L'effet fouet (supply chain)

learn menu
Par Matéo Moisan, octobre 2021

Dans les supply chains, l’effet fouet (‘Bullwhip effect’ en anglais) est dû à l’amplification des fluctuations remontant la chaîne. Alors que les entreprises en aval peuvent faire face à une demande des consommateurs stable, les échelons en amont, y compris les fournisseurs, peuvent connaître des variations plus importantes dues à des facteurs tels que les fluctuations de prix, le batching, la modélisation prédictive et les problèmes de coordination. L’effet fouet, qui a été identifié pour la première fois dans les années 1960, est devenu omniprésent dans un monde globalisé où les supply chains sont complexes, vastes et internationales. Il génère des excès de stocks, des retards et un service client médiocre, particulièrement dans les industries comportant de nombreux intermédiaires. Les entreprises se sont adaptées pour répondre à cette demande irrégulière en lissant leur production et en assurant des niveaux de stock.

l'effet fouet

Effets d’amplification dans la supply chain

La supply chain peut être considérée comme un système dans lequel les entreprises ajustent leurs achats, leur production et leurs prix. L’objectif global est de maintenir l’offre en phase avec la demande, face à des fluctuations aléatoires nécessitant des ajustements constants aux conditions du marché. La réalisation de ces ajustements relève généralement du domaine de la gestion de la supply chain (SCM).
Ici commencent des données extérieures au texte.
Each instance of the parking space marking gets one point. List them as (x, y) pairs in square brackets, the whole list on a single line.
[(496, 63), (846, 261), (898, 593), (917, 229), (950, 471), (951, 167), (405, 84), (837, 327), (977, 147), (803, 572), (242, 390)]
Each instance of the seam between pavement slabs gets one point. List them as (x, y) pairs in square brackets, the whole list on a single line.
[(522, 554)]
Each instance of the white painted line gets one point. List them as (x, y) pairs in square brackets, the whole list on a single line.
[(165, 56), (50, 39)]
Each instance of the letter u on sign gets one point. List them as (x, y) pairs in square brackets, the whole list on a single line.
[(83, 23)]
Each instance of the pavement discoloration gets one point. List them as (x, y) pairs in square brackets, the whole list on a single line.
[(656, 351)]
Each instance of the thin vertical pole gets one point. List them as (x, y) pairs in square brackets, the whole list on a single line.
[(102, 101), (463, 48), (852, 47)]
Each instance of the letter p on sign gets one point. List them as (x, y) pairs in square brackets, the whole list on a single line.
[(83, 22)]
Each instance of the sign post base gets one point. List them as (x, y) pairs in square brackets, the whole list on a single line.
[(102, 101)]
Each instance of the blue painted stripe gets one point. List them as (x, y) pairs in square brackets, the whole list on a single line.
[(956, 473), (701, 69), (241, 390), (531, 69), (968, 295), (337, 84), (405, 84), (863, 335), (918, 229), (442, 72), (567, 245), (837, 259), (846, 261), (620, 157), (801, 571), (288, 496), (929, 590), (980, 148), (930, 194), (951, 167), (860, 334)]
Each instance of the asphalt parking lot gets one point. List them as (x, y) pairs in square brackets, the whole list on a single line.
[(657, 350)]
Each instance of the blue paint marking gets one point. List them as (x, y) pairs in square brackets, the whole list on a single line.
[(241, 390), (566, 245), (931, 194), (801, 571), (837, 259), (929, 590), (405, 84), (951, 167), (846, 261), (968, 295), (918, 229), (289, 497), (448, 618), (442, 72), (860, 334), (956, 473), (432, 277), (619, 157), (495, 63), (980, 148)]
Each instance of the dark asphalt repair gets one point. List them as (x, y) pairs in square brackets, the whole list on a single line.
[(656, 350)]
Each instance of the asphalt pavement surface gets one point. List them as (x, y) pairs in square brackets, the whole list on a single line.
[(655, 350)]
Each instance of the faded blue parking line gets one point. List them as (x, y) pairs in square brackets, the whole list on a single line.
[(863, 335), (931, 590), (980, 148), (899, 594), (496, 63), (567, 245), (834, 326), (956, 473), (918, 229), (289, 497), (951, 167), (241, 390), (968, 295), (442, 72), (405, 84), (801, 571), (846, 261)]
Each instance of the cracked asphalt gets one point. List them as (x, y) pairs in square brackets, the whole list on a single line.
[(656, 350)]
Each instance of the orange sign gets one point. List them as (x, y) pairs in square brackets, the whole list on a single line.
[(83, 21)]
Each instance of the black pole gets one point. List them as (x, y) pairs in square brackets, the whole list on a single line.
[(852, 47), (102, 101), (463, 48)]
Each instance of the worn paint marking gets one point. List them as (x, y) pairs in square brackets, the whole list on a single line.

Dans ce système, les décisions de SCM peuvent exacerber les fluctuations remontant la chaîne. En prenant l’exemple simple des FMGC avec un magasin, un entrepôt régional et une usine fournissant l’ensemble du pays, des amplifications peuvent résulter de commandes regroupées (batching) : alors que les consommateurs achètent des produits un à la fois, le magasin, pour des raisons de coût, commande des palettes à son fournisseur. Par conséquent, l’entrepôt régional est confronté à une demande de palettes mais ne peut commander que des camions complets auprès de l’usine. Au final, l’usine reçoit des commandes erratiques de camions, alors même que la demande des consommateurs est stable.

De plus, des synchronisations accidentelles, telles que les commandes sur calendrier, entraînent des effets de résonance qui accentuent les effets fouet. Si deux entrepôts prennent l’habitude de passer leurs commandes le lundi, car cela simplifie leur planification interne, le résultat est une commande de deux camions au lieu d’un pour l’usine ce jour-là. Dans cette situation, le manque de données peut amener l’échelon en amont à interpréter à tort cette situation comme un pic de demande et à augmenter sa production.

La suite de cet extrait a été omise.